Però, come è noto, l’impasse perdurava: «A detta della ricorrente, nemmeno entro il termine così prorogato l’opera pubblica sarebbe stata ultimata, versando anzi le aree in totale stato di abbandono.
La ricorrente si doleva, di conseguenza, dell’inadempimento da parte dell’Agenzia Arcadis in ordine a tutti gli obblighi derivanti dall’atto di asservimento del 30 gennaio 2010 e dal verbale di concordamento del 25 novembre 2013, in quanto la suddetta Agenzia non avrebbe né corrisposto l’indennità di occupazione, né eseguito l’opera pubblica entro il termine stabilito.

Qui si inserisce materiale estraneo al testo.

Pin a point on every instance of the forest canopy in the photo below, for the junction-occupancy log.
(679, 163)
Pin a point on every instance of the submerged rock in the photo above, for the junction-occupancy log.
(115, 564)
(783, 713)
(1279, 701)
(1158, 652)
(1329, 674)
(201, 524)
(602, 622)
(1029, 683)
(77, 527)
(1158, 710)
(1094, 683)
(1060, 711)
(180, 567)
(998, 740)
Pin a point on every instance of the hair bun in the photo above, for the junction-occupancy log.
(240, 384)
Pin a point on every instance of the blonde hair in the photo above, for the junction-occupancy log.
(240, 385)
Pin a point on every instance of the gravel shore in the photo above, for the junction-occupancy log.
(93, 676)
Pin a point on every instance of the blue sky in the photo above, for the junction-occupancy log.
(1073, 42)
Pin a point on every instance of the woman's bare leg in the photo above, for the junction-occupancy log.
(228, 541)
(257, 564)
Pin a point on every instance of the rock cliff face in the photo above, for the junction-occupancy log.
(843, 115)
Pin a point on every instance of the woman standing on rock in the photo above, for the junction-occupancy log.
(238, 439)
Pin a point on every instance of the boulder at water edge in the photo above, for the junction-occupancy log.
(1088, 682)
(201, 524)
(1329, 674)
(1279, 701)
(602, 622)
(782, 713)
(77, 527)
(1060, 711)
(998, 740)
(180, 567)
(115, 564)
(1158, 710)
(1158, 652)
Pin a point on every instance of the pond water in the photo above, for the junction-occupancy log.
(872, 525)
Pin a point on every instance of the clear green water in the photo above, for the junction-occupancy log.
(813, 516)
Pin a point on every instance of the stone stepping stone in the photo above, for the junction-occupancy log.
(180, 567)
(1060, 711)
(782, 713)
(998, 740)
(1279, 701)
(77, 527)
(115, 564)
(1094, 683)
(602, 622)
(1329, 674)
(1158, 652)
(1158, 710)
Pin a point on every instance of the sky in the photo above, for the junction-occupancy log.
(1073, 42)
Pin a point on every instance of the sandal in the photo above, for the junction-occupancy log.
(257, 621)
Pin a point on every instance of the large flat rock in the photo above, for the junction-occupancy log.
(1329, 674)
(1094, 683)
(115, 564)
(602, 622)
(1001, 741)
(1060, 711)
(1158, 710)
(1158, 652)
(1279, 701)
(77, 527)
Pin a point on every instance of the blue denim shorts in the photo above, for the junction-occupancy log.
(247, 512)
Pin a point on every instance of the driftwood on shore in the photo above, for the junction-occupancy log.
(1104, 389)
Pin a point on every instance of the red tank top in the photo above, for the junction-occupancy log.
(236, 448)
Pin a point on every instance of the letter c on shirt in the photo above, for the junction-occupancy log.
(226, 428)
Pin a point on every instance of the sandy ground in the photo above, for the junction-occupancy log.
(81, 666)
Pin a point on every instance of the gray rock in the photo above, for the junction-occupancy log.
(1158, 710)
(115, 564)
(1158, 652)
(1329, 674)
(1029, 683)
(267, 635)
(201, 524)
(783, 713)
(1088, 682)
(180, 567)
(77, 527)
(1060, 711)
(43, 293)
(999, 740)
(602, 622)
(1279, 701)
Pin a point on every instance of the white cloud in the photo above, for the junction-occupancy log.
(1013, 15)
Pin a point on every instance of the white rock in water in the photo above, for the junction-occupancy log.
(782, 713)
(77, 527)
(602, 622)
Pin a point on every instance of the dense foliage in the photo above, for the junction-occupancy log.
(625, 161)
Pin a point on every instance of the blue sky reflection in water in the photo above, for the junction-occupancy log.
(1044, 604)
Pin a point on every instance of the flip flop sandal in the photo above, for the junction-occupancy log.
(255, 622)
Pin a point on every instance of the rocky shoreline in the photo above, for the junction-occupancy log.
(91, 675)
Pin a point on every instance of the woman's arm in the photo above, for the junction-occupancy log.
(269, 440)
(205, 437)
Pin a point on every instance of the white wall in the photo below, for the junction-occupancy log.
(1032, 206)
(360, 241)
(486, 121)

È per questa ragione che la società si determinava ad inoltrare all’Amministrazione ripetuti inviti (da ultimo, l’atto di diffida e costituzione in mora del 27 luglio 2016) per sciogliersi dai prefati accordi e per ottenere la retrocessione totale o perlomeno parziale delle aree, oltre a vedersi corrispondere il pagamento della indennità di occupazione.

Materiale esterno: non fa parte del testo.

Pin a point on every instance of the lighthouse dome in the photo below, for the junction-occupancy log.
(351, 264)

Tali inviti, tuttavia, rimanevano senza risposta, ed è stato così che la società ha proposto il ricorso avverso il silenzio».

IL CALCOLO DELL’INDENNITA’
La Regione ha anche posto l’accento sui soldi già spesi per realizzare l’opera per dimostrare che, «anche al fine di comprovare l’avvenuta irreversibile trasformazione delle aree, debba tenere conto della spesa pubblica già effettuata per collocare nel sottosuolo delle aree del privato l’impianto di depurazione».
Alla luce dei fatti dunque si ritiene che «la decisione del Tar di riqualificare ex officio la domanda proposta, da azione avverso il silenzio ad azione di esatto adempimento, sia errata e abbia ingiustamente influenzato l’esito della decisione». Il ricorso doveva sì essere accolto, ma sulla base di una motivazione diversa.
Di qui l’accoglimento dell’appello e la riforma di quella sentenza, confermata solo nella parte in cui ha accertato l’illegittimità dell’occupazione del fondo di proprietà della “Limparo” dal 30 giugno 2016 e fino all’attualità.

La riforma interessa invece la parte in cui ha condannato la Regione «alla restituzione, previo ripristino dello status quo ante, dei cespiti occupati, liberi da persone o cose, entro il termine di tre mesi». Sostituendola con la condanna a pronunciarsi sulle istanze della società «mediante un provvedimento formale ed espresso, assumendo immediatamente la decisione se retrocedere le aree al privato, sussistendone i presupposti, ovvero, in alternativa, disporne la immediata acquisizione».
Anche il calcolo dell’indennità di occupazione dal 1 gennaio 2010 e fino all’attualità dovrà avvenire secondo criteri diversi da quelli indicati dal Tar, ma dettati dalla legge.
In caso di inottemperanza entro 90 giorni, viene nominato commissario ad acta il Commissario Straordinario Unico per l’attuazione dell’intervento in Campania.
Ora la Regione dovrà accelerare nell’assumere una decisione. Il contenzioso ha avuto una conclusione inequivocabile. I tempi di effettivo completamento del depuratore sono decisamente molto più nebulosi.